Italian basketball player and coach

Walter Magnifico (born June 18, 1961) is an Italian former professional basketball player and coach. At a height of 2.09 m (6'10 ") tall, he played at the power forward and center positions. He is considered to be one of the best Italian basketball players ever, and he was among the 105 player nominees for the 50 Greatest EuroLeague Contributors list.

==Professional career==
After playing with the junior teams of Cestistica San Severo, Magnifico spent most of his pro career with VL Pesaro, thus becoming one of the club's emblems.
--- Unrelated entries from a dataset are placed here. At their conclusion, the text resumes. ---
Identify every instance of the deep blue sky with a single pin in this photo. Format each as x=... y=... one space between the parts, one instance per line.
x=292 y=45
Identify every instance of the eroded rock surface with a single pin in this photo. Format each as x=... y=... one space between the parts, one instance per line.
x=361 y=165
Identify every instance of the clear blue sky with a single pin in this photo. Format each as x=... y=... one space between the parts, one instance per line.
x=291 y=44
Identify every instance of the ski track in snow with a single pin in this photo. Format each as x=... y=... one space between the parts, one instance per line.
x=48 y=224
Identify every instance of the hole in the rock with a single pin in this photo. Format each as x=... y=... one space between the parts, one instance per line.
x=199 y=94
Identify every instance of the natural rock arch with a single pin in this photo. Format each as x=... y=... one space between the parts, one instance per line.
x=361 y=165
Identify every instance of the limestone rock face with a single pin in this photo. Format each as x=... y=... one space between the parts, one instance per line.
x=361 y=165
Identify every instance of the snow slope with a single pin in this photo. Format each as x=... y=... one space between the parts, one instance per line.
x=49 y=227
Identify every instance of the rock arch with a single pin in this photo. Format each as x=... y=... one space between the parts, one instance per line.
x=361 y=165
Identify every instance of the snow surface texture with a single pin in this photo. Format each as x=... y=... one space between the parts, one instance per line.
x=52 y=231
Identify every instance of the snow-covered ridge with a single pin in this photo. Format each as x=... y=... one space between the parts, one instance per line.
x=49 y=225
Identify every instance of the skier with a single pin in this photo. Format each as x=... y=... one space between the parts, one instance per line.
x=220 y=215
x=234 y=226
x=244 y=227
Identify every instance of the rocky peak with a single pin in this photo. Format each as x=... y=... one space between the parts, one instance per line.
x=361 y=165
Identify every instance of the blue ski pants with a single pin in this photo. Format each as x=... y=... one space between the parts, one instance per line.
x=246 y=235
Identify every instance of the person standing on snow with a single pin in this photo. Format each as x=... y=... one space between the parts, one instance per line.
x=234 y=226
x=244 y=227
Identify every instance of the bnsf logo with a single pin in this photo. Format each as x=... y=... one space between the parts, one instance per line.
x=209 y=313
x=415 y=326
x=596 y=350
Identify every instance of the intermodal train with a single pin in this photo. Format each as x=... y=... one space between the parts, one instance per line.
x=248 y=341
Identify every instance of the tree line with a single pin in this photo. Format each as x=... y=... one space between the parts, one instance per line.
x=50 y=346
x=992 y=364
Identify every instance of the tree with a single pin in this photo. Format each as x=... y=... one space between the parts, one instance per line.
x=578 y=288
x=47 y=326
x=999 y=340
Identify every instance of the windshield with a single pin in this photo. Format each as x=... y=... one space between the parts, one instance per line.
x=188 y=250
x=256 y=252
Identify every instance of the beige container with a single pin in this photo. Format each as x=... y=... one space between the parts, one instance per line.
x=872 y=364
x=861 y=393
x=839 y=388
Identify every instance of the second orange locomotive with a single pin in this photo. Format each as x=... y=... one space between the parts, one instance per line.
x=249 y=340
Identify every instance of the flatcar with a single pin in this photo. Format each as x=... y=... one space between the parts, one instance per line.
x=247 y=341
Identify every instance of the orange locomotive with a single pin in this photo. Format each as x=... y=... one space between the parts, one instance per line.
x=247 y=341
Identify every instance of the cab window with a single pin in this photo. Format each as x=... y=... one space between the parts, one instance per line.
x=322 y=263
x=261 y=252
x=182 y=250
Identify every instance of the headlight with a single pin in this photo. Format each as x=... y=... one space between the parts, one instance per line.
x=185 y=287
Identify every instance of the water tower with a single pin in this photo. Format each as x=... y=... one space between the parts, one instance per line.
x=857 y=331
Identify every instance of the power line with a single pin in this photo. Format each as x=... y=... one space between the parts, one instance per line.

While in Pesaro, he led his team to a Saporta Cup title in 1983, two Italian League championships, in 1988 and 1990, and to two Italian Cup titles, in 1985 and 1992. He also won a third Italian Cup, after his transfer to Virtus Bologna, in 1997.

==National team career==
Magnifico was a regular member of the senior Italian national team. He helped Italy win the bronze medal at the 1985 EuroBasket, and the silver medal at the 1991 EuroBasket.